Viacom, on the other hand, decided that they would use Taft's parks (Taft also got it straight...) to promote Paramount movies, leading to exactly the "veneer theming" described in the article. They never understood that they were in the business of creating an experience, whether or not that experience has anything to do with a hit movie.
Good point, they could have easily gone the route of the Busch parks too, another chain that "gets it". The Busch/SW parks are so well know and popular, I would almost consider them destination parks moreso than regional. And like Disney, their best and most popular attractions have absolutely nothing to do with Busch products, but rather well told stories unto themselves a you put it. Toss in a quality well themed and maintained park experience and you have your recipe for a continuously successful world class desitination park.
Think what Viacom could have done at their parks with the $50-100 million per flick they blow on dozens of flops every year. A $70 million (what they spent on ST:TE) well done Indian Jones-like knock off at one of their parks would still be pulling people in by the masses 15-20 years from now (but only if Paramount also knew anything about maintaining their ride efx).
Top Gun, Italian Job or Pinocchio and Winnie the Pooh. It isn't much of a comparison.
I said from the start that Paramount would probably have been better off starting from scratch (In associating the parks with it's movies and other brands) Than the way they did it trying to convert existing parks that had basically nothing to do with it's branding.
Two areas I think they succeeded in, Nick and the waterpark.
The rest is a few themed attractions, thrown into bascially rivertowns, coney malls ect. Paramount Action zone really don't reflect holiwood as much as it could or should, Gone after the first year were stunt shows and Action film music. Gone fifth year were actual Viacom/Paramount movies and shows for sale in the park. Gone recently were star trek memorabilia ect.
In order to do it right, Starting from scratch and doing it beyond or equal to Disney is probably the only way for them to go and make it work.
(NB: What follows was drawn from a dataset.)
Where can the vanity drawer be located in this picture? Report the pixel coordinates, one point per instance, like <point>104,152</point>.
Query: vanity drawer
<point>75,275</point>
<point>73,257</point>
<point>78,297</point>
No, Paramount parks weren't a failure as far as the buisness goes. The improved, made a profit and succeeded in that much. However, Marketing it towards holiwood and making the connection, Increasing the companies bottom line through wider marketing of it's brandings was a failure.
They can and probably will continue (Depending on who's buying) to have loose affiliations and licenseing and it will probably continue to work FOR THE PARKS but expect Viacom/CBS to benifit from it very little other than guaranteed licensing fees.
Chuck, who also wants his flyers back, but thats beside the point.